For each sequence in the FASTA file: - Factorizes the sequence - Saves factor data (text and/or binary format) - Creates and saves a plot of factor lengths

Parameters:
  • fasta_filepath – Path to input FASTA file

  • output_dir – Directory to save all output files

  • max_sequences – Maximum number of sequences to process (None for all)

  • save_factors_text – Whether to save factors as text files

  • save_factors_binary – Whether to save factors as binary files

Returns:

{
‘sequence_id’: {

‘sequence_length’: int, ‘num_factors’: int, ‘factors_file’: str, # path to saved factors ‘plot_file’: str, # path to saved plot ‘factors’: List[Tuple[int, int, int]] # the factors

}

}

Return type:

Dictionary with processing results for each sequence

Raises:
  • PlotError – If FASTA processing fails

  • FileNotFoundError – If input file doesn’t exist

noLZSS.genomics.plots.plot_multiple_seq_self_lz_factor_plot_from_fasta(fasta_filepath: str | Path, name: str | None = None, save_path: str | Path | None = None, show_plot: bool = True, return_panel: bool = False) panel.viewable.Viewable | None[source]

Create an interactive Datashader/Panel factor plot for multiple DNA sequences from a FASTA file.

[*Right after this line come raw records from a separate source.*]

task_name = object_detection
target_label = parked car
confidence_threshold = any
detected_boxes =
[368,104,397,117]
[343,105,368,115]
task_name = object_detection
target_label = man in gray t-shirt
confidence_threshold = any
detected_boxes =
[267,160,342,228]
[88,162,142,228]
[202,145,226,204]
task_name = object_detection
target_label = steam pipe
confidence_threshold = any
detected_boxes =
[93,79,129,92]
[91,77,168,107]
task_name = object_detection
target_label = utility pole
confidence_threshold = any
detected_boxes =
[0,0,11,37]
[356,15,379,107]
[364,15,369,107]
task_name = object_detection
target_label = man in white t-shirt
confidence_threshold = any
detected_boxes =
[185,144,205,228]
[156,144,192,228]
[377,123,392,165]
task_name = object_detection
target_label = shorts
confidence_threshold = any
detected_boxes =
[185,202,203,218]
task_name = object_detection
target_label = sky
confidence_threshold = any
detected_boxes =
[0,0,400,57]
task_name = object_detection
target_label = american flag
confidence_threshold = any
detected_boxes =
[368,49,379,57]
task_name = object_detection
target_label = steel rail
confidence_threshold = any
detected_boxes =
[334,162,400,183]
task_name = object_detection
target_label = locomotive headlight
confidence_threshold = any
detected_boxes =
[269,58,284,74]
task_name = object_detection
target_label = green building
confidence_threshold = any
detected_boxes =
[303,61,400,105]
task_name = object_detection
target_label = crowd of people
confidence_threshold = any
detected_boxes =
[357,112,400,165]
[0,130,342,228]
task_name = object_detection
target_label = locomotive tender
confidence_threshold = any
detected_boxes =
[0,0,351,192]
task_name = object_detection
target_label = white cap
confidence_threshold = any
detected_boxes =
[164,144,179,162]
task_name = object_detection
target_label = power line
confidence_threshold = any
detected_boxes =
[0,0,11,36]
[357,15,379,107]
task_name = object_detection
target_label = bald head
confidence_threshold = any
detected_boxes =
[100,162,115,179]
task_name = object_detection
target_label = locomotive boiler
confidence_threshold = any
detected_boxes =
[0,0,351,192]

This function reads a FASTA file containing multiple DNA sequences, factorizes them using the multiple DNA with reverse complement algorithm, and creates a high-performance interactive plot using Datashader and Panel. The visualization can handle millions of factors with level-of-detail (LOD) rendering and includes zoom/pan-aware decimation with hover functionality.

Parameters:
  • fasta_filepath – Path to the FASTA file containing DNA sequences

  • name – Optional name for the plot title (defaults to FASTA filename)

  • save_path – Optional path to save the plot image (PNG export)

  • show_plot – Whether to display/serve the plot

  • return_panel – Whether to return the Panel app for embedding

Returns:

Panel app if return_panel=True, otherwise None

Raises:
  • PlotError – If plotting fails or FASTA file cannot be processed

  • FileNotFoundError – If FASTA file doesn’t exist

  • ImportError – If required dependencies are missing

noLZSS.genomics.plots.plot_multiple_seq_self_weizmann_factor_plot_from_fasta(fasta_filepath: str | Path, name: str | None = None, save_path: str | Path | None = None, show_plot: bool = True) None[source]

Create a Weizmann factor plot for multiple DNA sequences from a FASTA file.

This function reads a FASTA file containing multiple DNA sequences, factorizes them using the multiple DNA with reverse complement algorithm, and creates a specialized plot where each factor is represented as a line. The plot shows the relationship between factor positions and their reference positions.

Parameters:
  • fasta_filepath – Path to the FASTA file containing DNA sequences

  • name – Optional name for the plot title (defaults to FASTA filename)

  • save_path – Optional path to save the plot image

  • show_plot – Whether to display the plot

Raises:
  • PlotError – If plotting fails or FASTA file cannot be processed

  • FileNotFoundError – If FASTA file doesn’t exist

Genomics Package

Genomics-specific functionality for noLZSS.

This subpackage provides specialized tools for working with biological sequences, including FASTA file parsing, sequence validation, and genomics-aware compression.